El monopolio estatal de la educación se inicia en España con Carlos III (1728-1779), es afirmado en la Constitución de Cádiz de 1812 (art. 131) y la legislación posterior. Pero mientras que en otros países occidentales, que también afianzan sus sistemas educativos públicos a lo largo del siglo XIX, desplazan el tradicional papel de las Iglesias en la educación, en nuestro país ese desplazamiento es mínimo. Algunos intentos liberales en esa dirección, como los de la primera república (1868), son rechazados por las fuerzas conservadoras amparándose en los propios textos constitucionales (1812 y 1876), donde se impone la religión católica como la única y verdadera del estado, y en el Concordato con la Santa Sede de 1851 que ordena que la instrucción en las distintas enseñanzas se haga conforme a la doctrina de la religión católica (art. 91).
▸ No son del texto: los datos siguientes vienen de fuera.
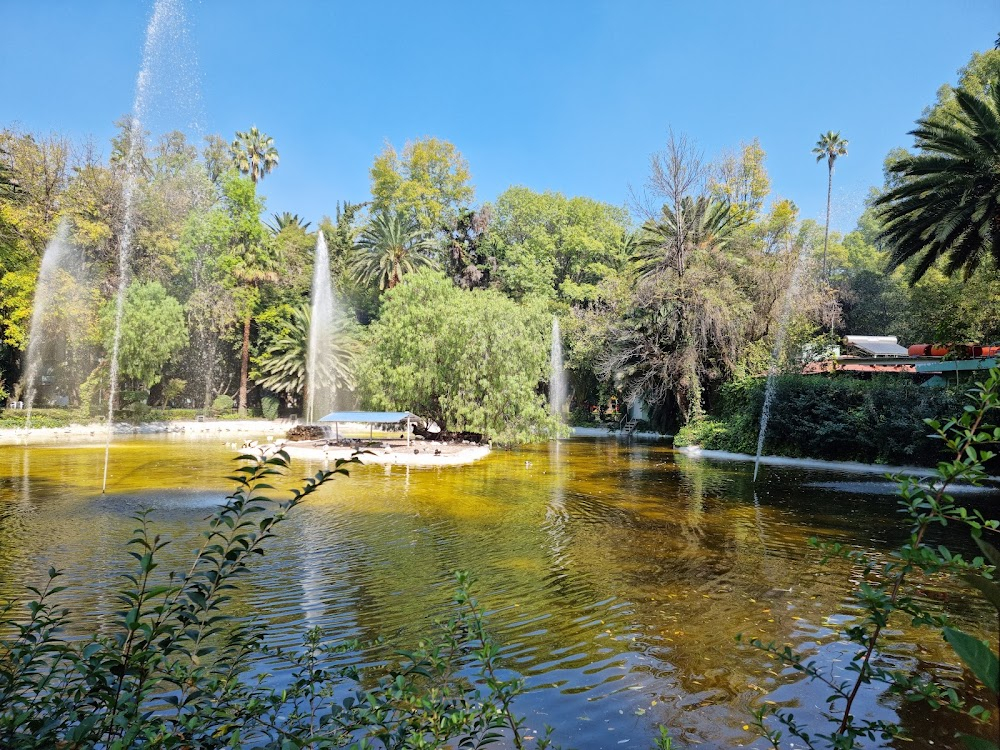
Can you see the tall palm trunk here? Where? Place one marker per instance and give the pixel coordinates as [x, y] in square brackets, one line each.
[244, 367]
[826, 234]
Dicho mandato tiene una incidencia inmediata en el incipiente sistema educativo a través de la ley de Instrucción Pública de 1857.
Amparada por el Estado, se opone al derecho a la libertad de expresión y de enseñanza, rechaza el laicismo en los centros públicos, la coeducación y la libertad de cátedra que se comienza a reclamar desde algunos sectores del profesorado en defensa de la libertad de ciencia y de conciencia en sus enseñanzas.
En definitiva, la iglesia en su versión oficialista plantea una educación que va al margen de los ideales de renovación pedagógica que comienzan a surgir en estos momentos donde la naturaleza humana es el centro de atención. Precisamente, el objetivo de este trabajo es el de analizar cómo reacciona aquélla ante esta situación.